Guide to Content Analysis

This page is designed primarily to assist ASELL team members in undertaking a qualitative content analysis of responses provided to open-ended survey questions.  Such an analysis could be undertaken on the feedback available following workshop testing of each experiment,  and will be required as part of the final submission for the evaluation of the student feedback collected during semester.  The principles and approach described here are applicable more generally, and so it is also hoped that this guide may provide assistance with qualitative analysis of other data.  This guide is written in an “every day” style and seeks to minimise the use of jargon, in the hope that this makes it more accesible to those unfamiliar with the literature of education.  An analysis of delegate feedback concerning the February 2006 ACELL workshop, undertaken by the ASELL Directors in the latter half of 2006, is used as an example of one approach to carrying out a content analysis.  A link to an Excel spreadsheet containing these data is provided at the bottom of this page; this spreadsheet will be discussed in the text below, so it is recommended that you download it before reading on.

The first point to keep in mind is that there is no hard and fast set of rules governing how to perform a qualitative data analysis.  The following discussion describes one possible way of proceeding, but this is not meant to mandate that this approach be followed by ASELL submitters.  The reader is directed to references such as Mason (2002), Miles and Huberman (1994), or Silverman (2005), included at the bottom of this page, for a more comprehensive discussion of possible methodological approaches.

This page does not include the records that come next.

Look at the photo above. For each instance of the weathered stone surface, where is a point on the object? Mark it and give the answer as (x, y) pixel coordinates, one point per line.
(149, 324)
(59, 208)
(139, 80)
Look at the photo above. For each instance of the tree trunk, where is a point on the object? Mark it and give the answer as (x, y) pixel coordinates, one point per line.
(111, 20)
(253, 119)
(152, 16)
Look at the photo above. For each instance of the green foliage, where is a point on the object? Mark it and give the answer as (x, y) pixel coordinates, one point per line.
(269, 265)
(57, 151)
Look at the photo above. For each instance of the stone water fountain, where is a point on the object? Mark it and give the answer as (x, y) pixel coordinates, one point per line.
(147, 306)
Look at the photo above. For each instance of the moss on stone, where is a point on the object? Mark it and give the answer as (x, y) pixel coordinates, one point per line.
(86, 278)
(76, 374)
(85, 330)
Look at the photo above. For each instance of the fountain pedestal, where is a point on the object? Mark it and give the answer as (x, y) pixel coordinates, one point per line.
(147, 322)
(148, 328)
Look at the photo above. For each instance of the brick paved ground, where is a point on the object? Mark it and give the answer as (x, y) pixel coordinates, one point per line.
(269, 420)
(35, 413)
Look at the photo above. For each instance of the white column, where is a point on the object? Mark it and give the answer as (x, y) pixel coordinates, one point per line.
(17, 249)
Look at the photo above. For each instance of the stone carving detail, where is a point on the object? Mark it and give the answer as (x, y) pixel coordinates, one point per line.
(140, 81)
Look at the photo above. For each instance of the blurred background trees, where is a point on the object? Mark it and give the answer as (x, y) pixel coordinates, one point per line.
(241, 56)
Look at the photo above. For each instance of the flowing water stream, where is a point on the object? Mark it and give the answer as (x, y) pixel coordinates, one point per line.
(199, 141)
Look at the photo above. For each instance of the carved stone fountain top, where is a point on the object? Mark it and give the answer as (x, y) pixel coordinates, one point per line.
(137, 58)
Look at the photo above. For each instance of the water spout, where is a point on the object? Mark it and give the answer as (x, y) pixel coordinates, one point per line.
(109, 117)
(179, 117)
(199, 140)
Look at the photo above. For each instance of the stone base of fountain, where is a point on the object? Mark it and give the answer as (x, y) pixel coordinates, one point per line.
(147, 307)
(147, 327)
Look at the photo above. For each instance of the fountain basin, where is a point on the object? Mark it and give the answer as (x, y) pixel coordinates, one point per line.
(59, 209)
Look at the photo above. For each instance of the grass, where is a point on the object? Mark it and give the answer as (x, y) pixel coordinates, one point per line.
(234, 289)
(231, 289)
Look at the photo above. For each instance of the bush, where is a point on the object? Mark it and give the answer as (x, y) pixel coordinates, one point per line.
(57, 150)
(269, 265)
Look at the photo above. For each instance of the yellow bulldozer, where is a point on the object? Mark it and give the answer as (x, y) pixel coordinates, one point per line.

As practicing academics, most of us will have sets of student evaluations of our teaching administered by our employing institutions.  Most commonly, these surveys contain a mixture of data from both Likert-style (usually along a “Strongly Agree” to “Strongly Disagree” scale) and open-ended questions / statements (formally known as items).  The responses to the Likert-scale items are an example of quantitative data, and are often summarised in terms of histograms and / or statistical summaries.  (This use of some statistical summaries can be controversial, as such scales are usually ordinal, but this point will not be further explored here – see Michell (1986) and Andrich (1978) for further discussion.)  Data from the open-ended items are qualitative, and are usually just given to us in raw form.  Most of us read through these comments, usually consisting of responses to questions such as, “What is the best aspect of this persons teaching?”, or “How can this persons teaching be improved?”, to gain an overall “feel” for what the students think about our teaching, but will generally not undertake any more detailed analysis of these responses.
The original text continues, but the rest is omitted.